My husband is always asking me to make au gratin potatoes and last time I made them, they didn’t turn out so well. I knew it was time again and I came across a recipe that uses a slow cooker. I was a little hesitant to try it out, but they came out perfect. Even better as leftovers! The potatoes were cooked through and the cheese sauce was perfect. It was a big hit at our Easter dinner!
I’m always on the hunt for new side dishes to make for picnics and this one was a unique twist on a traditional salad. I’m not a fan of potato salad, so I rarely make it, but when I saw this recipe, it was one that I knew I would like. It’s different and wasn’t a big hit at my son’s birthday party, but breaking traditions with family doesn’t always go as planned.
Roasting the potatoes made a big difference and I loved that the recipe was made without mayo. Plus you can’t go wrong with using pesto and avocado! When I made this, I skipped the step of boiling the potatoes and will do that the next time I make this salad. Our potatoes were a little more crunchy then soft and there were a few complaints. Oh well. Regardless, definitely give this recipe a try for your next summer picnic!
3 cups Yukon gold potatoes, cubed
1 cup walnuts, chopped
1 small red onion, diced
Handful of fresh chives, chopped
2 garlic cloves
½ cup fresh basil
3 Tbsp fresh lemon juice
2 – 4 splashes of hot sauce
Salt & fresh ground black pepper
Preheat oven to 475 degrees. Boil the cubed potatoes in salted water for 5 to 8 minutes until they are partially cooked. They should be able to be pricked with a fork, but not fully cooked. Drain and transfer to a baking sheet. Season with salt and pepper and roast for 15 minutes or until they are golden brown. Remove and allow to cool to room temperature.

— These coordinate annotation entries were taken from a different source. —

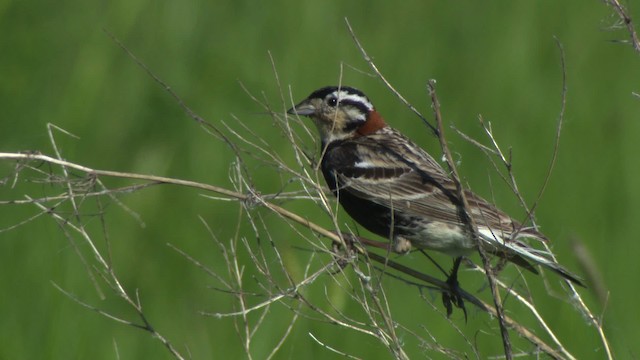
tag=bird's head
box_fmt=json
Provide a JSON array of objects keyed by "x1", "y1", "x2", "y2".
[{"x1": 287, "y1": 86, "x2": 387, "y2": 144}]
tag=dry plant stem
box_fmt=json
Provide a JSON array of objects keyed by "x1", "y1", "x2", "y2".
[
  {"x1": 428, "y1": 80, "x2": 513, "y2": 360},
  {"x1": 344, "y1": 18, "x2": 438, "y2": 136},
  {"x1": 0, "y1": 153, "x2": 563, "y2": 359},
  {"x1": 605, "y1": 0, "x2": 640, "y2": 53},
  {"x1": 25, "y1": 197, "x2": 184, "y2": 360}
]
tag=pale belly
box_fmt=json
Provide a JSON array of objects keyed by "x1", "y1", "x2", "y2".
[{"x1": 400, "y1": 222, "x2": 476, "y2": 257}]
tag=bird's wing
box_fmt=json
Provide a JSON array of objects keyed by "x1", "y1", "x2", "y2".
[{"x1": 325, "y1": 133, "x2": 544, "y2": 239}]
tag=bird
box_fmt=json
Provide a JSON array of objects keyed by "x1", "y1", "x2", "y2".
[{"x1": 287, "y1": 86, "x2": 584, "y2": 316}]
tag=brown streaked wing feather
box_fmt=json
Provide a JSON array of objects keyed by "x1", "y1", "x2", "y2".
[{"x1": 334, "y1": 128, "x2": 544, "y2": 238}]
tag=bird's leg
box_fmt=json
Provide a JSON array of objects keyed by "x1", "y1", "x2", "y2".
[{"x1": 442, "y1": 256, "x2": 467, "y2": 322}]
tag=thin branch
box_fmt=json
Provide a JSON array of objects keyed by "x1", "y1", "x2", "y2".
[
  {"x1": 605, "y1": 0, "x2": 640, "y2": 53},
  {"x1": 428, "y1": 80, "x2": 513, "y2": 360}
]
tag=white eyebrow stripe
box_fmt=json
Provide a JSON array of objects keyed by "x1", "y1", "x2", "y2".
[{"x1": 332, "y1": 90, "x2": 373, "y2": 110}]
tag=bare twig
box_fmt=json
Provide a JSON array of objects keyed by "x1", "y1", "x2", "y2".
[{"x1": 428, "y1": 80, "x2": 513, "y2": 359}]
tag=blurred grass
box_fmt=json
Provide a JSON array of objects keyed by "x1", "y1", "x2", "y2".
[{"x1": 0, "y1": 0, "x2": 640, "y2": 359}]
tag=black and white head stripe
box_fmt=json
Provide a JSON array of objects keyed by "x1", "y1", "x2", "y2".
[{"x1": 309, "y1": 86, "x2": 373, "y2": 114}]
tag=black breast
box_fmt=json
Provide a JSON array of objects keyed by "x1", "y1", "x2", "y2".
[{"x1": 321, "y1": 141, "x2": 404, "y2": 238}]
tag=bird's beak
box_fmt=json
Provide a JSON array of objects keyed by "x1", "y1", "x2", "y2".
[{"x1": 287, "y1": 100, "x2": 316, "y2": 116}]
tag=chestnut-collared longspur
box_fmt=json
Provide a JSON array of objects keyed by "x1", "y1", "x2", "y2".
[{"x1": 288, "y1": 86, "x2": 582, "y2": 294}]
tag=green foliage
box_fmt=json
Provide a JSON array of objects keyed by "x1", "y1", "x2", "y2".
[{"x1": 0, "y1": 0, "x2": 640, "y2": 359}]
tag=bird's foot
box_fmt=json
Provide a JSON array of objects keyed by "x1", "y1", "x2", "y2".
[{"x1": 442, "y1": 258, "x2": 467, "y2": 322}]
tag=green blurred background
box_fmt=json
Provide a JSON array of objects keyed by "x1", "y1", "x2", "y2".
[{"x1": 0, "y1": 0, "x2": 640, "y2": 359}]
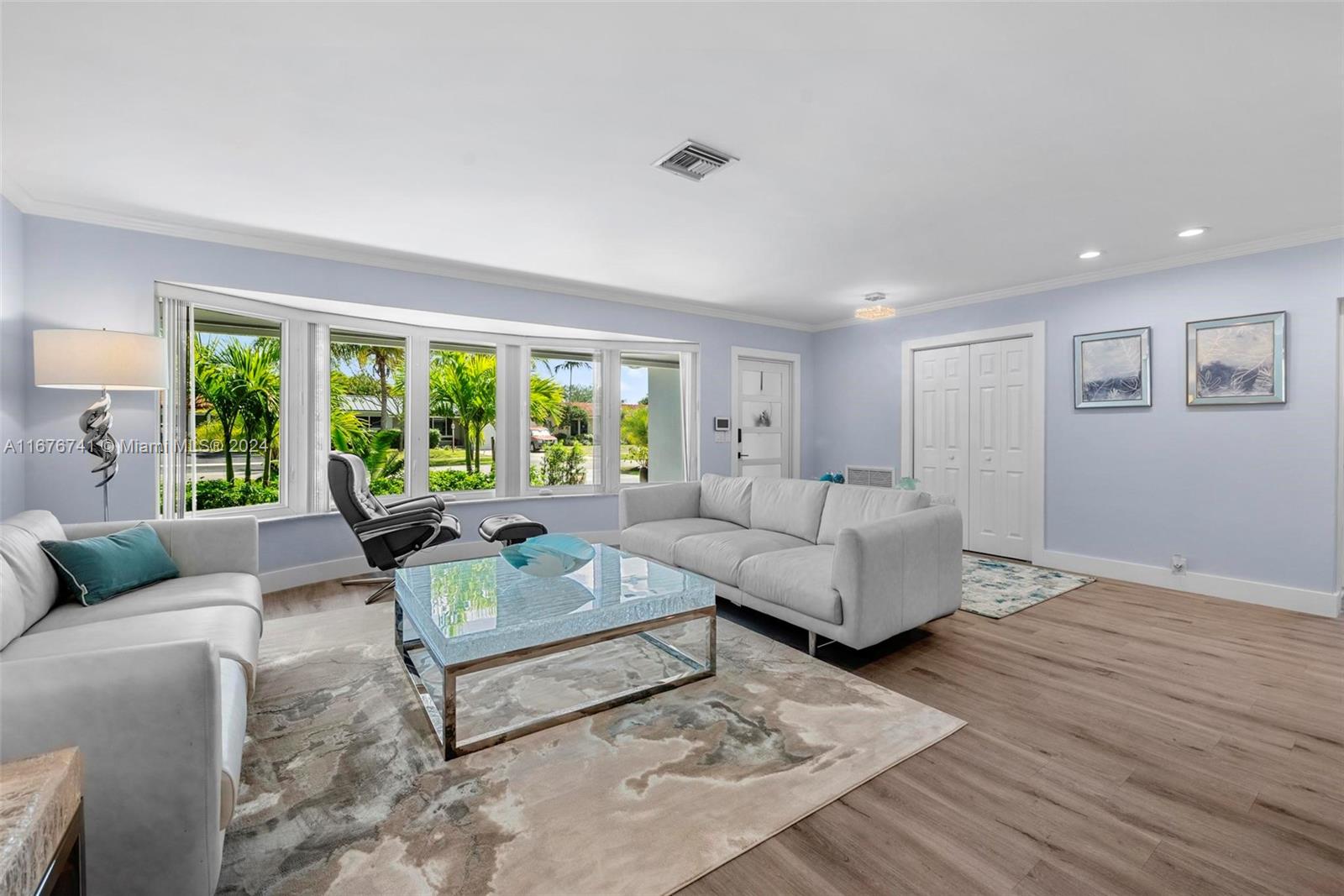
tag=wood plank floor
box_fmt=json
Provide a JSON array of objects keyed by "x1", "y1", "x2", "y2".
[{"x1": 266, "y1": 580, "x2": 1344, "y2": 896}]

In a medium pan, toast the walnuts. Transfer ½ cup of the toasted walnuts into a food processor. Add in the garlic, avocado, basil, lemon juice and hot sauce. Process until the pesto is smooth and creamy.
In a large bowl, toss together the roasted potatoes, diced red onion, chives and remaining ½ cup of walnuts. Add about ¾ of the pesto to the potatoes and stir to coat. Add more pesto if you want the salad to be wetter. The remaining pesto is great to top with pasta or as condiment on a sandwich.
Source: Ceara’s Kitchen
Are you planning your menu for Thanksgiving? It looks like I’m hosting Thanksgiving for the first time this year, so I’m excited to try a few new recipes in addition to our family favorites. This is one of the dishes I’m planning to make. It’s refreshing and the flavors scream fall. Both my husband and I loved it, the kids weren’t sold on it, but I’m going to make it anyway.
Do you experiment with new dishes for holidays or stick with your family favorites? Share your Thanksgiving sides with me! I’m always looking for new ideas.
2 1/2 cups peeled and finely chopped butternut squash
1 1/2 Tbsp olive oil
salt & fresh ground pepper
2 1/2 cups thinly sliced kale, lightly massaged
1/2 cup dried cranberries
1/4 cup thinly sliced fresh basil
3 cups cooked wild rice, warm
1/4 cup extra virgin olive oil
2 Tbsp pure maple syrup
2 Tbsp balsamic vinegar
1/2 tsp sea salt
1/2 tsp black pepper
1/2 Tbsp chopped fresh rosemary
1 garlic clove, minced
Preheat oven to 400 degrees. Coat the cubed butternut squash with the olive oil and spread over a baking sheet. Season with salt and pepper. Roast for approximately 25 minutes until the squash is fork tender.
While the squash is roasting, combine all the dressing ingredients together and mix with an immersion blender.
In a bowl, combine the kale, cranberries and basil. Toss in the warm rice and roasted squash to slightly wilt the kale. Pour the dressing over the salad and toss to combine. Season with salt and pepper if needed. This salad should be served at room temperature.